The successor companies to the old Bell telephone systems, like AT&T and Verizon, have known about this problem for decades, of course, like the way cigarette companies knew smoking caused cancer and oil companies knew fossil fuels would boil the planet. Their responses to the report were boringly predictable. They have made sure their workers were safe by OSHA standards, they claim. They have operated within federal guidelines, they claim. They didn’t change out the lead-covered toxic cables because they were afraid that doing so would cause even more damage. Think about that excuse for a minute. We’ve learned to remove asbestos safely. We’ve learned to replace the soil in playgrounds and schoolyards safely, but these giant, multi-billion telecommunications conglomerates want to claim that they could not figure out how to replace and change out the cables safely. Yeah, right? What they are really saying is that they couldn’t figure out a way to do it cheaply and decided to wait until they were made to do it.
In a classic case of double edges of capitalism, the vaunted forces of the market have reacted to the news and their lame excuses by punishing their stock price and as well as that of their buddies.
AT&T’s shares have shed 13% since the first report ran on July 9, putting the new Ma Bell’s market value below the $100 billion mark for the first time since 2006, according to FactSet. Verizon’s shares have slid 12% over the same time. Smaller carriers Frontier Communications and Lumen have seen their shares plunge 34% and 22%, respectively, on worries about their larger reliance on wire line services. Wireless-tower operators American Tower, Crown Castle, and SBA Communications have seen their shares shed 5% to 6% over the same period on worries that the problem eventually could crimp capital expenditures by AT&T and Verizon.

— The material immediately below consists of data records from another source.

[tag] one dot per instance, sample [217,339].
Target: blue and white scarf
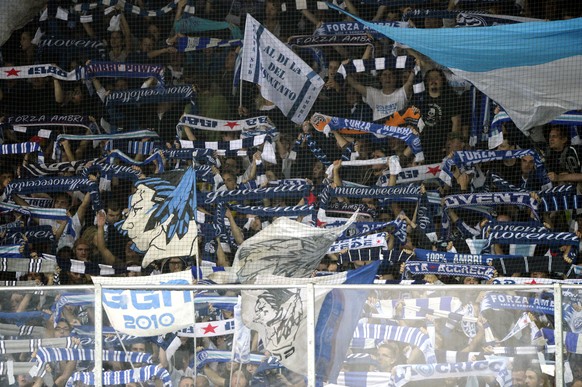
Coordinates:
[401,133]
[40,71]
[498,367]
[205,123]
[68,120]
[449,269]
[97,69]
[288,211]
[150,95]
[464,159]
[185,43]
[91,49]
[142,374]
[133,9]
[56,184]
[493,300]
[376,64]
[354,28]
[412,336]
[329,40]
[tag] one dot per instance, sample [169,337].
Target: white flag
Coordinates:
[148,312]
[285,79]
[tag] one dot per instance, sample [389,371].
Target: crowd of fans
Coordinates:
[440,115]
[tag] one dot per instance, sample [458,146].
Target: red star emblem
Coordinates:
[210,329]
[12,72]
[434,170]
[231,124]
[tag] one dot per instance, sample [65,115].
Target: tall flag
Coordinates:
[285,248]
[145,313]
[280,318]
[285,79]
[161,220]
[531,69]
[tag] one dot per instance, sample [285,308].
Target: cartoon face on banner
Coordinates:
[160,221]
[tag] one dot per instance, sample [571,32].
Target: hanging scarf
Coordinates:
[56,184]
[150,95]
[464,159]
[324,123]
[142,374]
[133,9]
[412,336]
[98,69]
[354,28]
[493,300]
[186,44]
[377,64]
[329,40]
[40,71]
[449,269]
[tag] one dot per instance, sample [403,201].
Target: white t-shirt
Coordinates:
[384,105]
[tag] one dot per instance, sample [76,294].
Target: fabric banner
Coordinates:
[150,95]
[450,269]
[367,65]
[493,300]
[285,79]
[148,313]
[518,82]
[329,40]
[186,43]
[279,316]
[285,248]
[40,71]
[357,243]
[402,374]
[326,123]
[209,329]
[354,28]
[205,123]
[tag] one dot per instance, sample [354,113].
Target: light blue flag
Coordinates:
[531,69]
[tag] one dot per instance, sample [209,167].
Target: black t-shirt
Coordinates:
[436,114]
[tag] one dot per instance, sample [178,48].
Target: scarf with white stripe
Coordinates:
[465,159]
[412,336]
[377,64]
[330,40]
[150,95]
[354,28]
[14,330]
[186,43]
[31,345]
[69,120]
[56,184]
[92,49]
[133,9]
[572,341]
[27,265]
[493,300]
[449,269]
[402,374]
[22,148]
[40,71]
[142,374]
[402,133]
[98,69]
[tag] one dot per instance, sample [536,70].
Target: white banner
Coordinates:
[148,312]
[285,79]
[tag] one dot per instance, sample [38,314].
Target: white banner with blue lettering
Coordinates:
[148,312]
[285,79]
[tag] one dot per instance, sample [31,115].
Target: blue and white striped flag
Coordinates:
[285,79]
[530,69]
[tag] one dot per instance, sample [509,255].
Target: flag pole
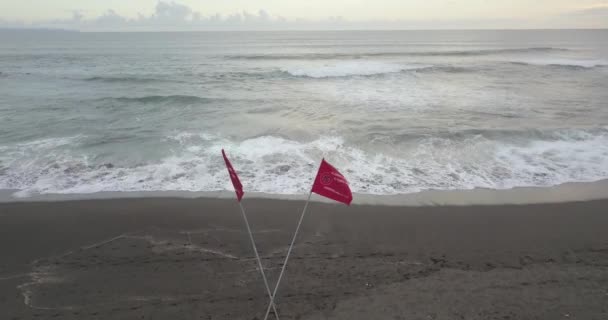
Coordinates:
[257,256]
[295,235]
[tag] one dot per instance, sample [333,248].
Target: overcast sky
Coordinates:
[137,15]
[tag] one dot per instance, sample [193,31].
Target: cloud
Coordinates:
[173,16]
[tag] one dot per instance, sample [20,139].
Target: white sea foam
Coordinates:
[281,166]
[347,68]
[563,62]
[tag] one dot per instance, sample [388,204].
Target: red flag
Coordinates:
[238,187]
[331,183]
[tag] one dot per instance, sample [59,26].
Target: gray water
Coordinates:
[397,112]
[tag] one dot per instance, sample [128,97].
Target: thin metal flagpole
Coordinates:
[295,235]
[257,256]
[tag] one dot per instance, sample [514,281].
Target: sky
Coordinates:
[169,15]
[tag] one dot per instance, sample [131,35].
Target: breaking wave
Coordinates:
[118,79]
[172,99]
[279,165]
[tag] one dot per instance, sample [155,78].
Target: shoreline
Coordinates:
[568,192]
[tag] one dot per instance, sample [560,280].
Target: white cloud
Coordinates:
[174,16]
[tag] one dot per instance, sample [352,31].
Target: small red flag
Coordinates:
[238,187]
[331,183]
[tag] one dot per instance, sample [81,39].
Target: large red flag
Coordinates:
[238,187]
[331,183]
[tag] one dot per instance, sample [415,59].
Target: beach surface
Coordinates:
[169,258]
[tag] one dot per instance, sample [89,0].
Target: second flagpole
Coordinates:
[257,256]
[295,235]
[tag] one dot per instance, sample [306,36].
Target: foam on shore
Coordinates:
[568,192]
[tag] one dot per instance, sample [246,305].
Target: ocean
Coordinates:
[397,112]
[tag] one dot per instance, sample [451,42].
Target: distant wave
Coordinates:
[562,63]
[365,69]
[272,164]
[329,56]
[163,99]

One analyst, “who has covered the industry for more than 20 years, wrote … that ‘we had never previously encountered the topic of lead in telecom networks.’” These are folks who made the big bucks and even larger bonuses. How could they have allowed themselves to be so gaslighted by the companies, or did they just not understand that over the last fifty years environmental issues have become slightly important?
We could have saved him a lot of money and embarrassment if he had been in the neighborhood and visited my house over the last three or four decades! I know someone intimately who could have told them a thing or two. Not that they would have listened. Not that they would have done the right thing and spent the money. Now, better late than never, next will come the regulators, the politicians, and of course the lawyers.